Google rolls out passkeys for Chrome
Google has begun to officially rollout support for passkeys on its Chrome web browser. The tech giant’s next-generation passwordless login standard, available in version 108, initially began to be tested across Windows 11, macOS and Android around two months ago.
Passkeys require users to authenticate themselves during login by unlocking a nearby iOS or Android device with biometrics, thus removing the need for passwords. The development does, however, mean that websites are required to use WebAuthn API in order to integrate passkey support.
The feature helps to eliminate the security issues associated with passwords, such as passwords being knowledge-based, problematic to use and remember and easy for attackers to phish, harvest or replay. According to HYPR’s 2022 State of Passwordless Security Report, 89 per cent of organisations have experienced a phishing attack within the past year.
Commenting on the improved security features of passkeys, Google Product Manager Ali Sarraf said: "Passkeys are a significantly safer replacement for passwords and other phishable authentication factors. They cannot be reused, don't leak in server breaches, and protect users from phishing attacks."
Passkeys essentially create a one-of-a-kind cryptographic key pair to associate with an app or website account when the account is registered. A public key is stored in the server, while a private key is securely housed on the device on which both keys are generated.

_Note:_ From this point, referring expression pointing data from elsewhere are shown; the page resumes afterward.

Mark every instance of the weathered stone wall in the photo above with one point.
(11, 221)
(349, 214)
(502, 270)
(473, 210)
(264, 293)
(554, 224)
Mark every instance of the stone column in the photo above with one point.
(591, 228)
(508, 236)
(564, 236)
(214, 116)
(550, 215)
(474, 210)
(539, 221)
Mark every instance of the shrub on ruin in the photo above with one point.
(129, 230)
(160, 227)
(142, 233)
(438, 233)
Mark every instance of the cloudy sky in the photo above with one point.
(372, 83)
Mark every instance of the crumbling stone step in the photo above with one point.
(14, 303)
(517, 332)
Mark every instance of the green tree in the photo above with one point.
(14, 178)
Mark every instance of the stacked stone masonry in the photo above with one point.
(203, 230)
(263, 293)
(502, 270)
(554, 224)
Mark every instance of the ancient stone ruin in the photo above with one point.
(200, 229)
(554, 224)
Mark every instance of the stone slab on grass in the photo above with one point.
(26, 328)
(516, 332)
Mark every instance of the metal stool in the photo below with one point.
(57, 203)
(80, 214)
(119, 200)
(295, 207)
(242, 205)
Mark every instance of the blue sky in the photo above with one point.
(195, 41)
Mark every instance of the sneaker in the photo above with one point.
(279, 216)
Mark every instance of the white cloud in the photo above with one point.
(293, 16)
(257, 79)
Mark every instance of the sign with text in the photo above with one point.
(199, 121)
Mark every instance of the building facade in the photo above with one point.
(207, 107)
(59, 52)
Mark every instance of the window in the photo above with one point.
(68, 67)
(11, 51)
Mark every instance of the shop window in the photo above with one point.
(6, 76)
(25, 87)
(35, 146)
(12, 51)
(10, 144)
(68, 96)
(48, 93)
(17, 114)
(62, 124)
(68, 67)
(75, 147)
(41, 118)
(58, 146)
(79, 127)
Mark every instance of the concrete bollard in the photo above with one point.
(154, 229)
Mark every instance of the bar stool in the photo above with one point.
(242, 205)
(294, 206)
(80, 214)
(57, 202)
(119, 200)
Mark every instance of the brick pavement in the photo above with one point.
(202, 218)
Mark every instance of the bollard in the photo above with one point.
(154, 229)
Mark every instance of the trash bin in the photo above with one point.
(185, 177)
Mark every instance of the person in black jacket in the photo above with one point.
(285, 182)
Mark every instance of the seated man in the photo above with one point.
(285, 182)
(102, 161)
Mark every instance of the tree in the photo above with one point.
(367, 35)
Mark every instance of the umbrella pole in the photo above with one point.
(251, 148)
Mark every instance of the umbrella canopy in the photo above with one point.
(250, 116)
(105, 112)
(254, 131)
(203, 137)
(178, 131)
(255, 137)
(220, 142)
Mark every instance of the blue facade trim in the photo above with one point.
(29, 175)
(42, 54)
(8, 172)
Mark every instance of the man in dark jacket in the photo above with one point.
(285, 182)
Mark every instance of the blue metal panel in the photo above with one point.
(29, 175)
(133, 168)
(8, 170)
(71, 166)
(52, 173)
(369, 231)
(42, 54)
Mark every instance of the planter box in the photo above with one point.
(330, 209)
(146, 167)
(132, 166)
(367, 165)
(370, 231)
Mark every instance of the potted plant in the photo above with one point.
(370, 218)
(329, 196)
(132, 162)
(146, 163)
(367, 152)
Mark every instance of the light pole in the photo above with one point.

For Android, keys are uploaded either to Google Password Manager, or a third-party solution such as Dashlane or 1Password in order to prevent users being locked out. As passkeys become more ubiquitous, all major password managers are updating in order to support passwordless login. On iOS and macOS, passwords are synced with iCloud Keychain, with Microsoft Windows set to offer support for this service from 2023.
Earlier this year, Google software engineer Arnar Birgisson explained: "When a passkey is backed up, its private key is uploaded only in its encrypted form using an encryption key that is only accessible on the user's own devices.”
Encryption means that passkeys are protected even from Google, ensuring that, in the event of a rogue actor operating within the company, they can’t be used to log in to the corresponding account or app without having access to the user’s private key.